On a crisp December Saturday night, now many years ago, I tricked myself out in vaguely 19th-century garb: high stovepipe hat, tailcoat, flowing scarf, cape, and cane--all found in my partner Alain Pioton's antiques shop, the Hudson Antiques Center [536 Warren Street], which he had opened in 1985. That night, unusually for a Hudson winter's eve, Warren was filled with folk, some of them also in costume, all wandering from one end of the street to the other, ogling the rich glitter of decorated shop windows and tempted to enter by savory delicacies too inciting to refuse. Musicians played in many shops and walked musically along the street, crowds, Pied Piper-like following, joining in the song.
In my invented role of 19th-century street vivant, I passed among the merry crowd, chatting with friends and strangers. My message: "Here I am, a ghost of Christmas past, come to tell you that this new night on the town is the invention of Hudson's oldest treasure, brought to life again: the Hudson Opera House."
It was the first Winter Walk. It was 1997.
In that year, the Board of Directors, who had overseen the restoration of the decrepit building since acquiring it in 1992, had been casting about for a citywide event to celebrate the season and highlight the ongoing revival of one of Hudson's grandest buildings, which was as well one of America's oldest surviving theaters, built in 1855. Taking a cue from history, we called it then the Hudson Opera House, for 19th-century Hudson had called it that. And who could doubt that it was--and is--operatic, even if, between the date of its construction and that street walk in 1997, only one opera had ever been performed there.
Though no divas regularly commanded the stage nor tenors thrilled the audience with golden tones, the Hudson Opera House had offered a variety of identities. It was built as Hudson's City Hall, but it also housed the police station, the Franklin Library, and the First National Bank of Hudson. Its huge auditorium saw lectures, musical and theatrical events, cotillions and graduations, and even, it has been claimed, poultry shows. Eventually, the poultry were replaced by the Moose. It was their fraternal lodge.

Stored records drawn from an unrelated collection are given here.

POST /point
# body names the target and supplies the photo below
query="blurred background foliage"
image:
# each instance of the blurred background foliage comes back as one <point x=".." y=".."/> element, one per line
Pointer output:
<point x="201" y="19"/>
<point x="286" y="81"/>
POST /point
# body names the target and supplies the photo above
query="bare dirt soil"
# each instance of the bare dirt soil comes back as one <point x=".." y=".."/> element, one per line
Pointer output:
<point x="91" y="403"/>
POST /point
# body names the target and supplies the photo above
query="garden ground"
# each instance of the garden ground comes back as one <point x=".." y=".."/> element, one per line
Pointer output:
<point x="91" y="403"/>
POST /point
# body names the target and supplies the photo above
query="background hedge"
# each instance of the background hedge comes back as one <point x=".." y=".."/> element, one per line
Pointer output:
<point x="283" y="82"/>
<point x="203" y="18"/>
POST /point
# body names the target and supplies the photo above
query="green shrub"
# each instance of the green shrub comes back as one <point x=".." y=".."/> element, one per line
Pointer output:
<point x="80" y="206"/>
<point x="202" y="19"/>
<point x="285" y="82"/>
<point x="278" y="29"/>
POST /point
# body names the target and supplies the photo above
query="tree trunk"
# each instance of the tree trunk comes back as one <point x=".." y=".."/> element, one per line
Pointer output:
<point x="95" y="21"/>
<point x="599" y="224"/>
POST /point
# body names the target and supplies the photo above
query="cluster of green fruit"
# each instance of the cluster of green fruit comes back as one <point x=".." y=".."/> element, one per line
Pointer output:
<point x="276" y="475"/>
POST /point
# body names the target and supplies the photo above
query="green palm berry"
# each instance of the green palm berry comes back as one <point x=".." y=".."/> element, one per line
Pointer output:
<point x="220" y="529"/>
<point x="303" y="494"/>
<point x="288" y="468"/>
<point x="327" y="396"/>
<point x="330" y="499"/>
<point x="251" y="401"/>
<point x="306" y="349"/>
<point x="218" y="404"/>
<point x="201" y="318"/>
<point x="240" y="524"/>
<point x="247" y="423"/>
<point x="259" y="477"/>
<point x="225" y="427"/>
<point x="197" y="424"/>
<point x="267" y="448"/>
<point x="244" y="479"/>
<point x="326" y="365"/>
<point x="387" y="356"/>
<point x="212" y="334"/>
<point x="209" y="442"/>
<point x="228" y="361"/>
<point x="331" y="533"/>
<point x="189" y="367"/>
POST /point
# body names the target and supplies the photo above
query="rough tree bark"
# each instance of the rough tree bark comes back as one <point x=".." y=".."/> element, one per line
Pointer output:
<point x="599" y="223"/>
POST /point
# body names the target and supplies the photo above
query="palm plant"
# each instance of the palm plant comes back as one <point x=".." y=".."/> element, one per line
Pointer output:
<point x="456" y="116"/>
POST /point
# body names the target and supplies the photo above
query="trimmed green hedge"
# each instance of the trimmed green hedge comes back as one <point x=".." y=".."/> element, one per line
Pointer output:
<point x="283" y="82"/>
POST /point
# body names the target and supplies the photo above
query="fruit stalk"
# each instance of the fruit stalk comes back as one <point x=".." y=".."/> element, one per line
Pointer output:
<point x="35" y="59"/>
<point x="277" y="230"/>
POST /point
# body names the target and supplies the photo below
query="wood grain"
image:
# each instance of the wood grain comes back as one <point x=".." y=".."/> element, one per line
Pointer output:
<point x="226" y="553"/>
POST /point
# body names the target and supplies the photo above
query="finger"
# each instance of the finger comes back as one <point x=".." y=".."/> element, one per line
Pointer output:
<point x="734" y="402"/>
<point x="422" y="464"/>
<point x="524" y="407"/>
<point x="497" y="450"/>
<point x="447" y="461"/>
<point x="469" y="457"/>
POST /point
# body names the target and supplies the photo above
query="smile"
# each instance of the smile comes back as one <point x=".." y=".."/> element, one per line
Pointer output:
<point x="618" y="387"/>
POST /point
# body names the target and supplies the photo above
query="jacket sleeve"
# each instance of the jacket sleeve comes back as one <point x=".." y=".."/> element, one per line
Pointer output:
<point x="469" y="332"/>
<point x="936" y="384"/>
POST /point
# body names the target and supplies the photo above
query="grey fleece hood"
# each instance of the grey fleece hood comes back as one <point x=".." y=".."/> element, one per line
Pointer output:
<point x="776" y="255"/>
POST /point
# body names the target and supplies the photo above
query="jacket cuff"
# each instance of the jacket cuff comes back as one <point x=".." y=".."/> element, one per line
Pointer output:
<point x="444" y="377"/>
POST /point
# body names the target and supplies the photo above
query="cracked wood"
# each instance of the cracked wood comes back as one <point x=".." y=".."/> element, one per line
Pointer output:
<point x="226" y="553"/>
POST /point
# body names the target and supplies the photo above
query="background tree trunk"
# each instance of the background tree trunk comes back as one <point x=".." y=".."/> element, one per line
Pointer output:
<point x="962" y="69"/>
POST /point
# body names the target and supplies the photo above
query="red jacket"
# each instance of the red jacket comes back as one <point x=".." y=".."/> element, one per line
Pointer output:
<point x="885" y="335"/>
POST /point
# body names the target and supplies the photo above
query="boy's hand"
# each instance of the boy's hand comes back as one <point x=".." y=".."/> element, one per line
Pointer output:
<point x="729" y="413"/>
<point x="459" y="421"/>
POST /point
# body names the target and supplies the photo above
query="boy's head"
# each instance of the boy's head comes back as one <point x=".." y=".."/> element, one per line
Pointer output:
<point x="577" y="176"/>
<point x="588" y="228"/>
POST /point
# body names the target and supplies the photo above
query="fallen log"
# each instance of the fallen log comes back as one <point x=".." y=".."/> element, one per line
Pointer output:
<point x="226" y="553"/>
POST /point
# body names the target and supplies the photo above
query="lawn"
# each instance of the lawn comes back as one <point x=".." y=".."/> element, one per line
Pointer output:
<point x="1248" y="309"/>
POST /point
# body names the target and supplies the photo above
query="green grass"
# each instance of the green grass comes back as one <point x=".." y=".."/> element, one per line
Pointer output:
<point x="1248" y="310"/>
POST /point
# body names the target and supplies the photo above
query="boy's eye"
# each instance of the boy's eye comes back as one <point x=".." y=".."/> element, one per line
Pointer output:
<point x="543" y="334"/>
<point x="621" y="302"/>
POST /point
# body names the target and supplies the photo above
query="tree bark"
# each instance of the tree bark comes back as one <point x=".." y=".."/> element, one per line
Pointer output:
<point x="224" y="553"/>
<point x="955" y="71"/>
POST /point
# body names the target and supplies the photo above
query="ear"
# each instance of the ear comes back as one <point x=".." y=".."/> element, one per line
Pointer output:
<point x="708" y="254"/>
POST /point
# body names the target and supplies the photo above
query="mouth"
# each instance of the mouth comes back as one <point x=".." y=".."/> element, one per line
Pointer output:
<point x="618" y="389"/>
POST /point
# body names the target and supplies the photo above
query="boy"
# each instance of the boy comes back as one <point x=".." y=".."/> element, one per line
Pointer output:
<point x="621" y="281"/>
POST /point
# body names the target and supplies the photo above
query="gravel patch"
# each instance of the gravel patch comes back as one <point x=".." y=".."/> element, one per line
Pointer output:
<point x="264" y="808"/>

But then the building was abandoned and sold to an "out-of-town developer"--a phrase that darkly suggested demolition, a fate that it began to seem might indeed become a reality. But that fate was not to be.
After years of standing empty, the building was acquired by a group of Hudsonians, all optimistic and amateur enough not to realize the true scale of what we had begun. By 1992, as a non-profit corporation, we had ownership of the building. Our grand plan was to restore it and open it again, for Hudson, as the Hudson Opera House.
Despite the passion of the board, it could not be denied that during those years the project was ignored by many, viewed dubiously by some, and scoffed at by others. To some, it seemed a pointless folly, a cause already lost, a project agonizingly slow and costly. For many, there was a whiff of elitism about it. An opera house? In Hudson?! In what way could it ever have a connection with "real" Hudson life?
We saw what was needed was a way to link the project of the Hudson Opera House--immediately and publicly--with the increasingly vibrant city life that had been sparked by the arrival of antiques dealers in the 1980s and bolstered by new residents who had heard about the excitement. We knew that the Hudson Opera House had to take to the streets. At a board meeting, Carole Clark, owner of the always fondly remembered Charleston restaurant, produced a masterstroke: the appealing and alliterative suggestion for a street event. She called it a Winter Walk on Warren. And thus it came about.
I returned to Alain's shop from my perambulation in the crowded and festive street. Just as in the other shops, waves of visitors were flowing in, sampling mulled wine, munching sweet savories, and looking with pleasure, curiosity, or sometimes mystification at what we had to sell. Ensconcing myself in the window in a rather grand thronelike chair, still Micawberesque in top hat and cape, my voice carried to the street by a microphone cunningly hidden, I read from A Christmas Carol to the crowds bemused by this talking apparition from another age.
"He had never dreamed that any walk could give him so much happiness."